Timed pulses of WNT and FGF signaling convert human and mouse pluripotent stem cells into neuromesodermal progenitors that can be directed to differentiate into spinal cord and paraxial mesoderm cells
Cells of the spinal cord and somites arise from shared, dual-fated precursors, located towards the posterior of the elongating embryo. Here we show that these neuromesodermal progenitors (NMPs) can readily be generated in vitro from mouse and human pluripotent stem cells by activating Wnt and Fgf signalling, timed to emulate in vivo development. Similar to NMPs in vivo, these cells co-express the neural factor Sox2 and the mesodermal factor Brachyury and differentiate into neural and paraxial mesoderm in vitro and in vivo. The neural cells produced by NMPs have spinal cord but not anterior neural identity and can differentiate into spinal cord motor neurons. This is consistent with the shared origin of spinal cord and somites and the distinct ontogeny of the anterior and posterior nervous system. Systematic analysis of the transcriptome during differentiation identifies the molecular correlates of each of the cell identities and the routes by which they are obtained. Moreover, we take advantage of the system to provide evidence that Brachyury represses neural differentiation and that signals from mesoderm are not necessary to induce the posterior identity of spinal cord cells. This indicates that the mesoderm inducing and posteriorising functions of Wnt signalling represent two molecularly separate activities. Together the data illustrate how reverse engineering normal developmental mechanisms allows the differentiation of specific cell types in vitro and the analysis of previous difficult to access aspects of embryo development.

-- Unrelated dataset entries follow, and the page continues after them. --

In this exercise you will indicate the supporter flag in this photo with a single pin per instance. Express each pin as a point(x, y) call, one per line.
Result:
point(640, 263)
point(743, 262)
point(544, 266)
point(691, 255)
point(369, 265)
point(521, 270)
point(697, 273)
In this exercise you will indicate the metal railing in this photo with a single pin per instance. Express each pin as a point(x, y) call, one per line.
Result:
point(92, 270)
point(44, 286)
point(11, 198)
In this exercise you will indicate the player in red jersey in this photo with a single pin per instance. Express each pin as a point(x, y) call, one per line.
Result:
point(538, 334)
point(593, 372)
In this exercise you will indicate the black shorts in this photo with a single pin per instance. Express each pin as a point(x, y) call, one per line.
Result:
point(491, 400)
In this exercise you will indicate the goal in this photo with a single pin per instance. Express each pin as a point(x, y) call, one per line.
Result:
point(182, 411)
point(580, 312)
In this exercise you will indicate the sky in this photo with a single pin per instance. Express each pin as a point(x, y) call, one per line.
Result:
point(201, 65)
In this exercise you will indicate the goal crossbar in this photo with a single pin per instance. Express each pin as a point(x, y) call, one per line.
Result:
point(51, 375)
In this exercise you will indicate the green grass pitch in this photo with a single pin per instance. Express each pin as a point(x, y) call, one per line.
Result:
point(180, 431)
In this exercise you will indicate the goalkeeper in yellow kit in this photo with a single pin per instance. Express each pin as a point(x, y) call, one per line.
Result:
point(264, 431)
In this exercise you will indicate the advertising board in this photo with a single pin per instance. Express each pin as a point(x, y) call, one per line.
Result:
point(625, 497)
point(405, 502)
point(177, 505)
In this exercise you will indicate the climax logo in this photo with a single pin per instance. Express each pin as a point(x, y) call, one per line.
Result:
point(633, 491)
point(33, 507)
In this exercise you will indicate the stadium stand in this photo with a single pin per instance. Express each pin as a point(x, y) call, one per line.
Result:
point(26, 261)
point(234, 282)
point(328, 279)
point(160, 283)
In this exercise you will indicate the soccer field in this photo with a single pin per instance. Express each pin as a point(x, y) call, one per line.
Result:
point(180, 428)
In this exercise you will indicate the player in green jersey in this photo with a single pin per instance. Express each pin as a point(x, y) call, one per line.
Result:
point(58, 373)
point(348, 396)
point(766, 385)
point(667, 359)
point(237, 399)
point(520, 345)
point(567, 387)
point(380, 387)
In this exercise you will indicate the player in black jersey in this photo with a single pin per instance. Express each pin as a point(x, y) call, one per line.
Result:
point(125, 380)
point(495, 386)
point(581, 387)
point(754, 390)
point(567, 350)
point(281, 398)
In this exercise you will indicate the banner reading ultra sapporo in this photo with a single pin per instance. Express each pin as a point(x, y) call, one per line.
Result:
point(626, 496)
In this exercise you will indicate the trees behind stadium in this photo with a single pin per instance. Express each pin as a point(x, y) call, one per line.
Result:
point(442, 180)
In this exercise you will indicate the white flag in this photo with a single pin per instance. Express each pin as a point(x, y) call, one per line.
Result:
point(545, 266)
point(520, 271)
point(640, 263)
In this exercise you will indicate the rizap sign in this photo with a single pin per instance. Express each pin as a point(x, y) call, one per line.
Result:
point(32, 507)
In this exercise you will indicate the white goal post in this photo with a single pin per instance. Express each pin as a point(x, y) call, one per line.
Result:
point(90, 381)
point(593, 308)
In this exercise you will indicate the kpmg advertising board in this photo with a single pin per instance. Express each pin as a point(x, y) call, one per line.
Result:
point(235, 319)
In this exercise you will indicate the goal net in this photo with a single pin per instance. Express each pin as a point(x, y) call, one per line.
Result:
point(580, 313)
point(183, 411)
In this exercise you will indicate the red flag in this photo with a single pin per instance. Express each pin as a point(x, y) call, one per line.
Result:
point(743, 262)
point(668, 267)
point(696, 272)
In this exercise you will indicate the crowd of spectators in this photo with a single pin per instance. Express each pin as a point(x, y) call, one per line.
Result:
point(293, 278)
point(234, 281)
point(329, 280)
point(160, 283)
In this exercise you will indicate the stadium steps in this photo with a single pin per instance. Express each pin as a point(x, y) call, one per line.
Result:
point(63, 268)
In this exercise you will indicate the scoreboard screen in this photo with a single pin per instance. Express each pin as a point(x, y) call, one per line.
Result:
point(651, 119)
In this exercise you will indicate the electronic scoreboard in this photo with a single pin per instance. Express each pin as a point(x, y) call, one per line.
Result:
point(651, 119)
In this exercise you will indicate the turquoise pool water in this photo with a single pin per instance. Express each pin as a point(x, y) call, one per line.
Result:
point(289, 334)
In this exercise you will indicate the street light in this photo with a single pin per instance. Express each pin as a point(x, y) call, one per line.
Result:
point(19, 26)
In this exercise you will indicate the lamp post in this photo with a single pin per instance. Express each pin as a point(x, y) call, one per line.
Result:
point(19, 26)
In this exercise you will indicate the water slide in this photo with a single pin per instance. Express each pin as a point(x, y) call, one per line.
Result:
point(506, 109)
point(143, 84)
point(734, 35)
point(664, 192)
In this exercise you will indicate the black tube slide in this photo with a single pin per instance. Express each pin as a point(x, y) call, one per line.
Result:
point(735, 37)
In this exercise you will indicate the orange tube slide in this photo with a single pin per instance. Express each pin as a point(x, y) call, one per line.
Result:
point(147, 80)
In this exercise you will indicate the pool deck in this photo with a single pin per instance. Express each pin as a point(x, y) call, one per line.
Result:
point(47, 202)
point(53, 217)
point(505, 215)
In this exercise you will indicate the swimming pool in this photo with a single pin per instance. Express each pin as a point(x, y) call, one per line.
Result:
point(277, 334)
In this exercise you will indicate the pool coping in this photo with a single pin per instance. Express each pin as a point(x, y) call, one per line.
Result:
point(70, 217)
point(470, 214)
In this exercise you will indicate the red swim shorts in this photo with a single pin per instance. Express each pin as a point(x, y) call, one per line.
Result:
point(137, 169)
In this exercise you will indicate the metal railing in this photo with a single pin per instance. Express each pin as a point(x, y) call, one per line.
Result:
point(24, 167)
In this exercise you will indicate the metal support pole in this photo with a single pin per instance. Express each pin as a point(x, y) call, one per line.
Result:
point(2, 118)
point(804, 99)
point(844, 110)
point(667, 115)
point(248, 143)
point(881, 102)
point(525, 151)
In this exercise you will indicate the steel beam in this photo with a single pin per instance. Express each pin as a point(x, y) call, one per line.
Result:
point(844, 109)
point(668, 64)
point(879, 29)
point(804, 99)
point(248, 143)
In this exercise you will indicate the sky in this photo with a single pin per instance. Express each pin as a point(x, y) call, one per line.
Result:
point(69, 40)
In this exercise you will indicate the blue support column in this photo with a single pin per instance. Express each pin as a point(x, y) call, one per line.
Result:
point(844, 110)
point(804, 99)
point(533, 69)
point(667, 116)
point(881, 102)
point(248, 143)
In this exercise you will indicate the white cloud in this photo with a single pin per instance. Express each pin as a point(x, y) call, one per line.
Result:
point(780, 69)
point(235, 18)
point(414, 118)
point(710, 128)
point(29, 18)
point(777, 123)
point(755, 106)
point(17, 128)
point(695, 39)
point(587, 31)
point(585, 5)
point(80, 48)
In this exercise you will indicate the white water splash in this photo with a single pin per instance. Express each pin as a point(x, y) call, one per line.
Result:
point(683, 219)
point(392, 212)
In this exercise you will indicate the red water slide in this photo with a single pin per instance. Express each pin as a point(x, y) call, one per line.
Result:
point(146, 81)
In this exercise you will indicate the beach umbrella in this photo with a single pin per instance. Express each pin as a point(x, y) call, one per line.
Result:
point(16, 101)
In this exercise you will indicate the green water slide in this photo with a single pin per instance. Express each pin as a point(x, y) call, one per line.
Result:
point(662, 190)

Stem cells are providing insight into embryo development and offering new approaches to clinical and therapeutic research. In part this progress arises from “directed differentiation” – artificially controlling the types of cells produced from stem cells. Here we describe the directed differentiation of mouse and human pluripotent stem cells into cells of the spinal cord and paraxial mesoderm (the tissue that generates muscle and bone that is normally found adjacent to the spinal cord). During embryo development, spinal cord and paraxial mesoderm arise from a shared group of precursors known as neuromesodermal progenitors (NMPs). We show that signals to which NMPs are exposed in embryos can be used to generate NMPs from pluripotent stem cells in a dish. We define conditions for the conversion of these NMPs into either spinal cord or mesoderm cells. Using these conditions, we provide evidence that the decision between spinal cord and mesoderm involves a gene, Brachyury, that promotes mesoderm production by inhibiting spinal cord generation. Together the data illustrate how mimicking normal embryonic development allows the generation of specific cell types from stem cells and that this can be used to analyse cells that are otherwise difficult to study.